虫撮る人々のための春のツツジ祭り第1弾は、ツツジ昆虫トラップとツツジトゲムネサルゾウムシです。
ツツジの蕾を触って、あのベトベトに驚いた人も多いでしょう。なぜベトベトなのか。ハバチ、ゾウムシ、アブラムシとか、邪魔な虫に対する防御という面もあるようです。実際、ツツジの蕾には、色々な昆虫が張り付いたまま絶命しており、ツツジ・昆虫トラップと呼んでもいいような状況です。
しかし、そんなツツジ・トラップをものともせず、ベトベトの蕾を食害し、あまつさえ蕾の中に卵まで産んでしまうという小さな昆虫がいます。その名はツツジ・トゲムネサルゾウムシ。
ツツジの蕾が膨らみ始めた今頃、長大なツツジの生垣がある公園があれば、その姿をあちこちで見かけることができます。
一方、ツツジ・トラップの成果を見学するのも楽しいものです。ツツジの花見もいいですが、花が満開になる前の蕾を見て回るのも、虫好きにとっては趣ある憩いの一時です。
これはニンフジョウカイの仲間。
まるで、展足板に張り付けられた標本のように、美しい姿勢で、ツツジの蕾に張り付いて絶命しています。

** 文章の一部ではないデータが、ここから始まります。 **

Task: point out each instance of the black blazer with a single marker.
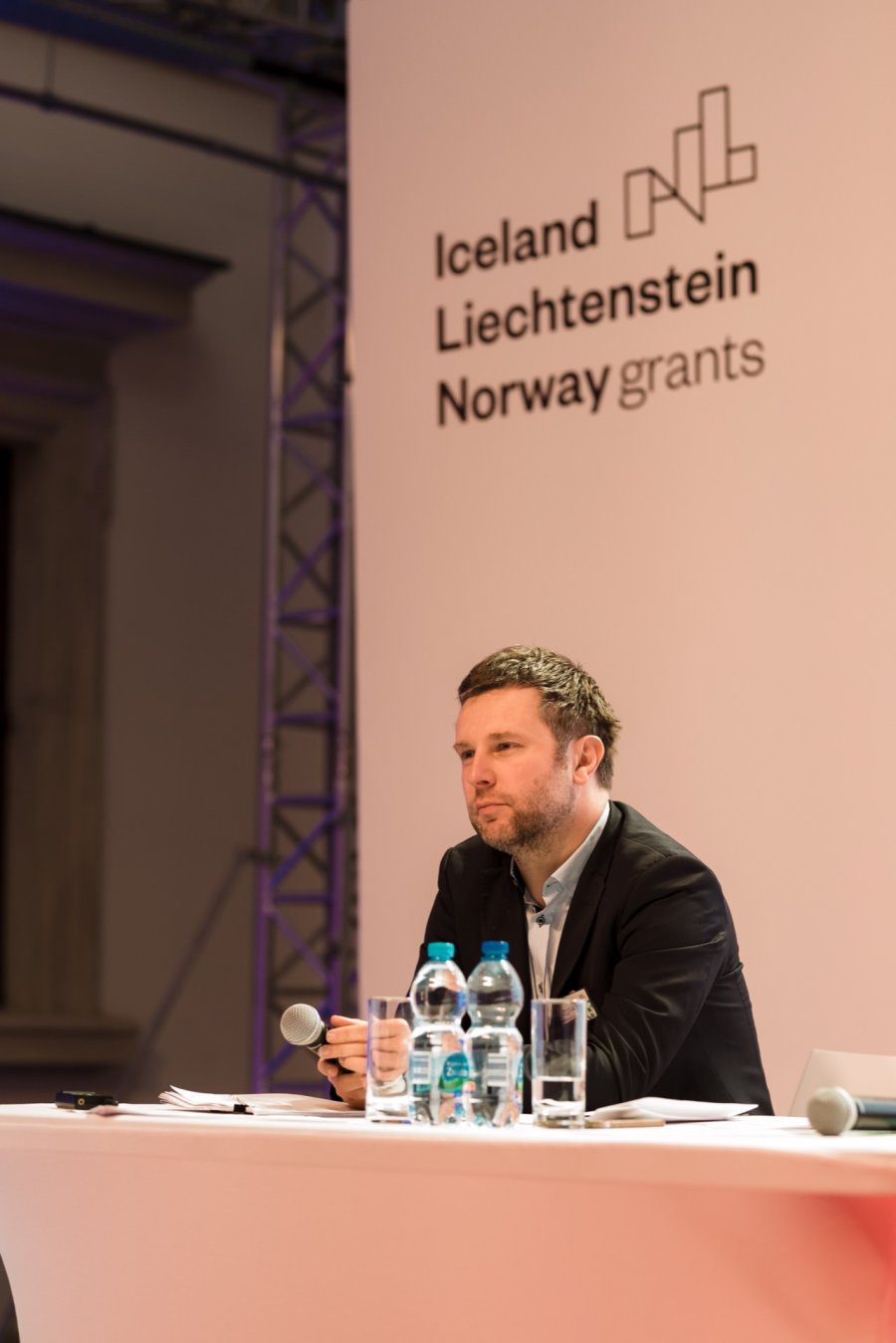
(649, 938)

モモブトカミキリモドキもいました。何となく、こんなみっともない状態では、死んでも死にきれないという無念の表情にも見えます。
ゴキブリホイホイにつかまったゴキブリのようです。
蜂、ハバチの仲間も色々と捕まっています。
そんなハエ取り紙のようなツツジの蕾の上を、平気で歩き回っているのが、ツツジトゲムネサルゾウムシ。
口を突っ込んで、食事中。食痕か産卵痕がたくさん見えます。
トゲムネなのに、どこにもトゲなんてないじゃないか、と文句を言う人もいるでしょう。丸いだけのゾウムシに見えますね。でもちゃんと、トゲはここにあります。胸の中央、小楯板のようにも見えますが、よく見ると、胸部から上翅中央に向かって鋭いトゲが出ています。
皇居周辺のツツジでは、カップルが交尾中でした。微笑ましい光景です。